Weren't we JUST dealing with a military SO SHRUNKEN that members were being forced to make 3 or 4 deployments, with only a few short months rest? A heightened suicide rate due to the combat stress of said mulitple deployments? Obama doesn't care. On the contrary, this IS his design. Make war fighting less and less possible. I don't see this as liberalsim gone mad as much as I see it as POLICY OF SPITE from a man who is a well known politician of revenge, knowing that his end is near. The past three days' Obama headlines have been sickening. This is him sticking his finger in our eyes.
All of Obama's actions are driven by an ideological construct. He has no personal commitment to protecting and defending his native land. This is a man who, until he sought the presidency, could not defend this nation with words. How is it possible that he now burns to defend it with bombs and bullets? No, this is about unilateral disarmament. It is about "puncturing the bubble of American supremacy," as Soros put it, neutering America's power to project force and bringing about a new order, one dominated by non-European, non-white, non-christian, and undemocratic forces. This is what Obama promised to do, and he is doing it.
Is NR implicitly calling for $1 trillion more in defense spending over 10 years than Obama wants? If so, two questions: 1) Why? What strategy requires that sum? 2) Where will it come from? New taxes? More borrowing? Increased tax revenue from reformed tax code and economic revival sparked thereby? Deeper cuts in nondefense spending?
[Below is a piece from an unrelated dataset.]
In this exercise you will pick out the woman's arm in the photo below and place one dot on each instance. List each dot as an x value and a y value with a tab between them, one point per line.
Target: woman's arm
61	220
To be credible, NR must not merely point with alarm at things Obama proposes, but choose among painful alternatives.
If NR wants simply to bash Obama, a worthy goal, let it point out the asymmetry between his specific plans to cut defense spending and his state of denial or actual chicanery about cutting the growth of nondefense spending (Social Security, Medicare, Medicaid).
It would be the worst of many bad scenarios to hollow out the military in order to keep the welfare state speedboat headed for the waterfall at top speed a little longer.